Co-authors on “Yang-Lee quantum criticality in various dimensions” include CMU Ph.D. student Erick Arguello Cruz, Princeton University Professor Igor R. Klebanov and CMU Postdoctoral Researcher Yuan Xin.
“This paper is the first time this method was applied to the Yang Lee Critical points, and we obtained very accurate results,” Tarnopolsky said. “That’s an achievement from a technical point of view. But for us theorists, the goal is not just to get more accurate values for the critical exponents, but to better understand the underlying physical principles.” Tarnopolsky and colleagues plan to apply the expertise they recently acquired to additional types of symmetry-changing phase transitions.
Klebanov is a longtime collaborator of Tarnopolsky. He said the hope is that the work can be used with bigger lattices using quantum computer algorithms.
“Griffiths and Kortman provided the first evidence that this Yang-Lee model exhibits a true critical point in 2 and 3 dimensions,” Klebanov said. “This was a very important achievement because the Yang-Lee model is the simplest one in its class called “non-unitary critical points.”
Non-unitary critical points occur in complex systems where standard rules break down because of some parameters being imaginary and lead to phase transitions that can have complicated parameters and distinct behaviors. Examples include models of percolation and polymers.
“This is a very rich topic,” said Arguello Cruz. “There are several open questions when you are trying to work with systems that are non-unitary.”
To understand Yang-Lee Critical points better, the researchers used a new computational method known as a fuzzy sphere, a technique that allows for simulating quantum models on a continuous space.
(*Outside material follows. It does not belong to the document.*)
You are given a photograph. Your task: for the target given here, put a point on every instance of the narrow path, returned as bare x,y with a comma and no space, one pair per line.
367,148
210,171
“Fuzzy sphere is a numerical tool that allows you to look at a 2D quantum system on a sphere and extract its information, particularly its energies and eigenstates. The main advantage is that we preserve the full rotational symmetry,” Arguello Cruz said. “The systems we were testing were very small. The next steps are to increase the system size and also explore not only the Yang-Lee model but other non-unitary systems using the same tools and methodologies.”